Mon cher ange, le hasard m’a bien maltraité depuis quelques mois. Ce hasard est composé de la nature et de la fortune ; des chances horribles sont sorties du cornet contre moi. Ma colonie est aussi délabrée que l’ont été de Pondichéry et Québec. Je me suis trouvé ruiné tout d’un coup, sans savoir comment, et je me suis enfin aperçu qu’il n’appartenait qu’à Thésée, Romulus, et M. Dupleix, de bâtir une ville.
Portez-vous bien, mon cher ange ; aimez-moi encore, tout chimérique et tout infortuné que je suis. Ma tendre amitié n’est pas du moins une chimère ; elle est la consolation très réelle du reste de mes jours.
1 – Agathocle. (G.A.)
2 – La tragédie d’Irène. (G.A.)
3 – La tragédie de Zuma, par Lefèvre jouée le 22 janvier 1777.

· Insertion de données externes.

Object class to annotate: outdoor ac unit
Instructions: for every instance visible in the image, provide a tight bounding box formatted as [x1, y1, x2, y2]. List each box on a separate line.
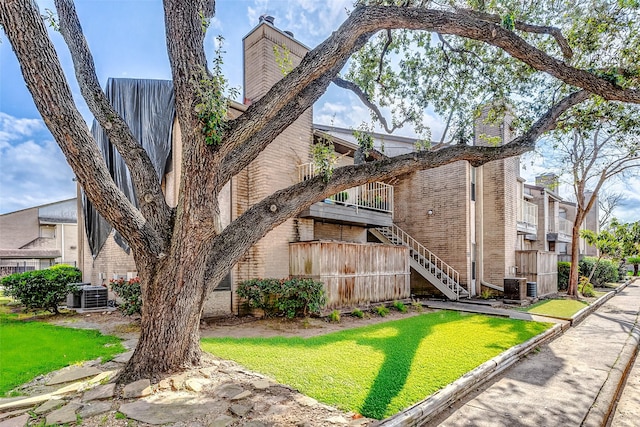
[67, 283, 109, 309]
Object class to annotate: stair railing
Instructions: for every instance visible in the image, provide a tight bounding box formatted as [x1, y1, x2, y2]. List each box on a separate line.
[379, 224, 460, 298]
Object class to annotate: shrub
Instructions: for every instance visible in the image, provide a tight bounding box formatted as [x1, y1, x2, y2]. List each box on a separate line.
[109, 277, 142, 316]
[558, 261, 571, 291]
[393, 301, 407, 313]
[578, 276, 596, 297]
[375, 305, 389, 317]
[480, 288, 493, 299]
[627, 256, 640, 276]
[329, 310, 340, 323]
[578, 257, 618, 286]
[237, 278, 326, 319]
[351, 308, 364, 319]
[2, 264, 82, 313]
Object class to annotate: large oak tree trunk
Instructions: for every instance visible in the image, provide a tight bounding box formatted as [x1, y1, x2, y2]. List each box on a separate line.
[567, 213, 584, 297]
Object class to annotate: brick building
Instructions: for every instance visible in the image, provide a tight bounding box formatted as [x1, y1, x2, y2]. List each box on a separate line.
[0, 198, 78, 277]
[80, 16, 596, 316]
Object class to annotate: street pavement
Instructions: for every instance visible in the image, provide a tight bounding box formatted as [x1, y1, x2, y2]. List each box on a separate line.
[429, 280, 640, 427]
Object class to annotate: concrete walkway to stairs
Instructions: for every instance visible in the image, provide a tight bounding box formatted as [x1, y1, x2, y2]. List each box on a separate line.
[428, 280, 640, 427]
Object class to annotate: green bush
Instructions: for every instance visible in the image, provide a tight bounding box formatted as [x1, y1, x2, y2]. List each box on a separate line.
[328, 310, 340, 323]
[578, 276, 596, 297]
[237, 278, 327, 319]
[2, 264, 82, 313]
[558, 261, 571, 291]
[375, 305, 389, 317]
[578, 257, 618, 286]
[109, 277, 142, 316]
[393, 301, 407, 313]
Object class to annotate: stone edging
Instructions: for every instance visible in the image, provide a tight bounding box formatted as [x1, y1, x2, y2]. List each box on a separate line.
[581, 279, 640, 427]
[373, 324, 563, 427]
[571, 280, 631, 326]
[581, 320, 640, 427]
[373, 280, 640, 427]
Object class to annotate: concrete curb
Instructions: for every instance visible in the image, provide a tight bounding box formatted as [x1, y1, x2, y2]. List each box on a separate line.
[373, 324, 563, 427]
[581, 318, 640, 427]
[373, 280, 640, 427]
[569, 280, 631, 326]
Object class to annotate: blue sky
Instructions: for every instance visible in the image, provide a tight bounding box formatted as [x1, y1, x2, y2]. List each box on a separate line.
[0, 0, 640, 221]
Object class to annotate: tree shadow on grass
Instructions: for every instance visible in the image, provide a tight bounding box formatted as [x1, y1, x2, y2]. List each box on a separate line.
[203, 311, 552, 419]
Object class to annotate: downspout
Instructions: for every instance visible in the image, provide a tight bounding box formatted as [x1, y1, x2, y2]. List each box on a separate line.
[475, 166, 484, 295]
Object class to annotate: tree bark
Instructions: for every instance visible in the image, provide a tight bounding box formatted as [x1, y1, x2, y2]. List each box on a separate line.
[5, 0, 640, 382]
[567, 214, 584, 297]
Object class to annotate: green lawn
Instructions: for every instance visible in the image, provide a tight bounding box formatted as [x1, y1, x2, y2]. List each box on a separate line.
[202, 311, 551, 419]
[0, 313, 124, 395]
[524, 299, 588, 319]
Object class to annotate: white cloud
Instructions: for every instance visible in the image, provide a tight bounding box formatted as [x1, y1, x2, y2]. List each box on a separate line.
[0, 113, 76, 213]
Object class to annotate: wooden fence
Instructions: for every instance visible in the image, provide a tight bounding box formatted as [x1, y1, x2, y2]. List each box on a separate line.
[289, 241, 411, 309]
[516, 250, 558, 296]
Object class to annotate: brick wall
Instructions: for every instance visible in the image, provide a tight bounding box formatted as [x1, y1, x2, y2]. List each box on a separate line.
[0, 207, 40, 249]
[394, 162, 471, 287]
[232, 22, 312, 308]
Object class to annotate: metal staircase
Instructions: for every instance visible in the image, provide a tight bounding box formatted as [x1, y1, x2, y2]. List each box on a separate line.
[369, 225, 469, 300]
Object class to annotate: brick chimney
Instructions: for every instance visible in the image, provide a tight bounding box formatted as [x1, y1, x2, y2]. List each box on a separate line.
[242, 16, 309, 104]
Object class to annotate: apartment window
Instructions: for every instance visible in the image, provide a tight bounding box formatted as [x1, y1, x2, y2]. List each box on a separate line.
[471, 167, 476, 202]
[214, 273, 231, 291]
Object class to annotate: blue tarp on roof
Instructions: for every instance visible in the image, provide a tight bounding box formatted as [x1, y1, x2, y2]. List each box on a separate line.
[82, 78, 175, 258]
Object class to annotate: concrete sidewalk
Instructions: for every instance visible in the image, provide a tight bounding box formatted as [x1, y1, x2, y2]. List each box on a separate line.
[428, 281, 640, 426]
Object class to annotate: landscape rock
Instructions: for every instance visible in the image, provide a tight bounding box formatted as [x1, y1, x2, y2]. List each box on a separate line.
[215, 383, 244, 398]
[88, 371, 117, 384]
[113, 351, 133, 363]
[208, 415, 236, 427]
[120, 399, 217, 425]
[295, 394, 318, 406]
[251, 380, 271, 390]
[33, 399, 65, 415]
[229, 403, 253, 417]
[122, 378, 151, 399]
[0, 414, 29, 427]
[185, 378, 206, 393]
[327, 415, 349, 424]
[231, 390, 252, 400]
[78, 401, 111, 418]
[0, 408, 27, 421]
[47, 366, 102, 385]
[267, 405, 290, 416]
[158, 378, 171, 390]
[47, 403, 82, 425]
[200, 366, 218, 378]
[170, 373, 187, 390]
[82, 384, 116, 402]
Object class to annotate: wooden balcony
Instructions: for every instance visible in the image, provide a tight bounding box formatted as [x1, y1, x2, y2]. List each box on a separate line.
[547, 218, 573, 243]
[298, 163, 393, 227]
[517, 200, 538, 236]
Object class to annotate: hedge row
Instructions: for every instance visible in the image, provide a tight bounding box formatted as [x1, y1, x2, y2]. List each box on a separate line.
[2, 264, 82, 313]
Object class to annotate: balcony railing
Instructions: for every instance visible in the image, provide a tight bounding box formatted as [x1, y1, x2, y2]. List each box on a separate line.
[558, 218, 573, 236]
[518, 200, 538, 228]
[298, 163, 393, 213]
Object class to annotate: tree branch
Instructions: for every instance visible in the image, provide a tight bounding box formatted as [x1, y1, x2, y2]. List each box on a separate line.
[0, 0, 162, 254]
[333, 77, 406, 133]
[218, 6, 640, 191]
[457, 9, 573, 59]
[376, 29, 393, 87]
[205, 91, 590, 283]
[55, 0, 171, 236]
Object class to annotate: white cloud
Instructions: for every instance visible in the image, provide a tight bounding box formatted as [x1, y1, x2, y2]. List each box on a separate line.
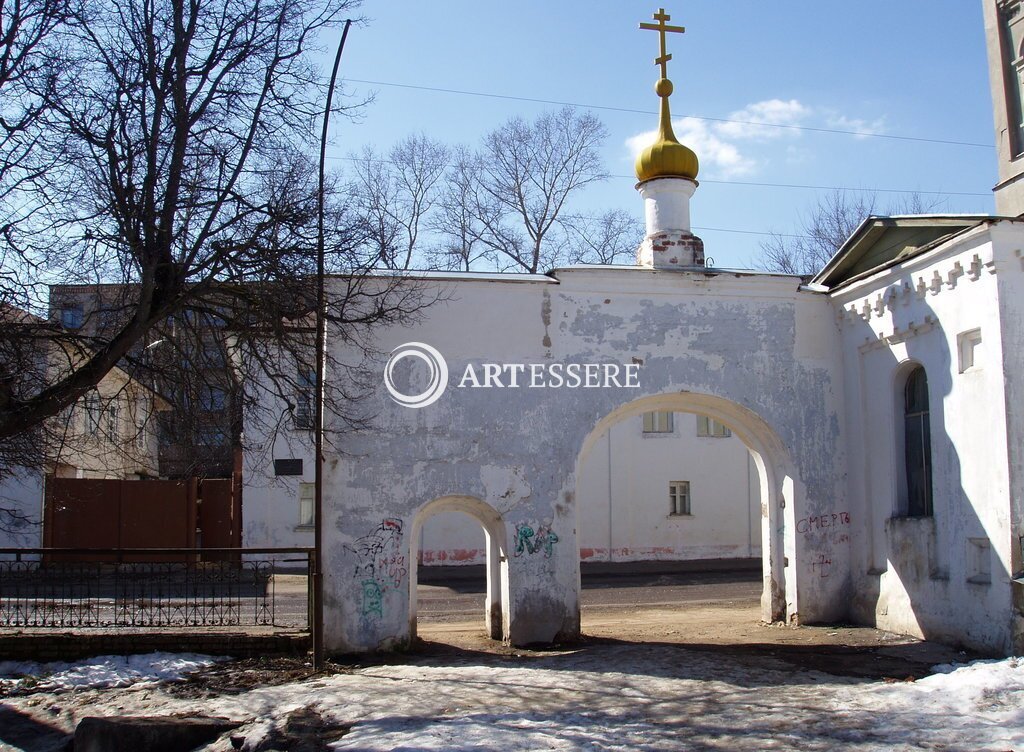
[626, 99, 885, 178]
[716, 99, 811, 140]
[825, 113, 886, 138]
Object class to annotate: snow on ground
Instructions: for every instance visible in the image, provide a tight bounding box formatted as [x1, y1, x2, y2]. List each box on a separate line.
[4, 644, 1024, 752]
[0, 653, 224, 695]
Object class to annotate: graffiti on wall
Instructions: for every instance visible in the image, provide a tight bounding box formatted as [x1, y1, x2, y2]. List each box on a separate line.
[797, 512, 850, 535]
[345, 517, 409, 617]
[512, 523, 558, 558]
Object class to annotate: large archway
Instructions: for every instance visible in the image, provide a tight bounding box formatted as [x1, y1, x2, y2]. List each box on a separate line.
[409, 496, 510, 641]
[575, 392, 802, 622]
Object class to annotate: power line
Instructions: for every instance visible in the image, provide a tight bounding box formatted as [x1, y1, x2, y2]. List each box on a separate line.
[328, 155, 992, 199]
[565, 212, 814, 240]
[611, 175, 992, 199]
[345, 78, 995, 149]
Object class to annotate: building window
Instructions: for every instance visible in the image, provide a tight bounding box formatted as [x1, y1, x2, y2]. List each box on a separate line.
[104, 398, 121, 438]
[82, 391, 103, 435]
[196, 424, 227, 447]
[669, 481, 690, 516]
[200, 384, 227, 413]
[135, 396, 150, 452]
[697, 415, 732, 438]
[643, 411, 673, 433]
[903, 366, 932, 517]
[295, 366, 316, 428]
[60, 305, 82, 329]
[299, 483, 315, 528]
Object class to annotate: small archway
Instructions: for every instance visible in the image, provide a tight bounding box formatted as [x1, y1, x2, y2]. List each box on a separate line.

4 – Cette tragédie datait de 1774 et n’avait pas été représentée. (G.A.)
à Madame de Saint-Julien.
A Ferney, 2 Juin 1777.
Ma protectrice, je ne me sers point de la main de l’ami Wagnière, qui est absent ; je ne me sers point de la mienne, qui ne peut plus écrire. Je vous demande pardon de vous avoir remerciée si tard de m’avoir appris l’aventure du nasillonneur de Brosses (1), que je suivrai bientôt. Tous les malheurs se sont accumulés sur notre colonie depuis qu’elle a été privée de l’honneur de votre présence. M. l’intendant fait bâtir une ville charmante à Versoix. Là, tandis que la nôtre à peine commencée, tombe en ruine, on construit actuellement quatre portes magnifiques à la nouvelle ville de Versoix, avec des pierres aussi belles que le marbre, qui avaient été destinées pour le port par M. le duc de Choiseul. On donne à cette ville des privilèges immenses : ce sera un lieu de franchise et un lieu d’agrément, tandis qu’on ne nous a pas accordé la moindre concession ni le moindre privilège. Je me trouve ruiné de fond en comble, pour avoir donné de nouveaux sujets au roi. Que deviendra mon obélisque de marbre que j’avais déjà commandé au marbrier de Vevay ? Le nom de M. le duc de Choiseul ne sera donc que sur des débris, et ne sera vu que par des gueux !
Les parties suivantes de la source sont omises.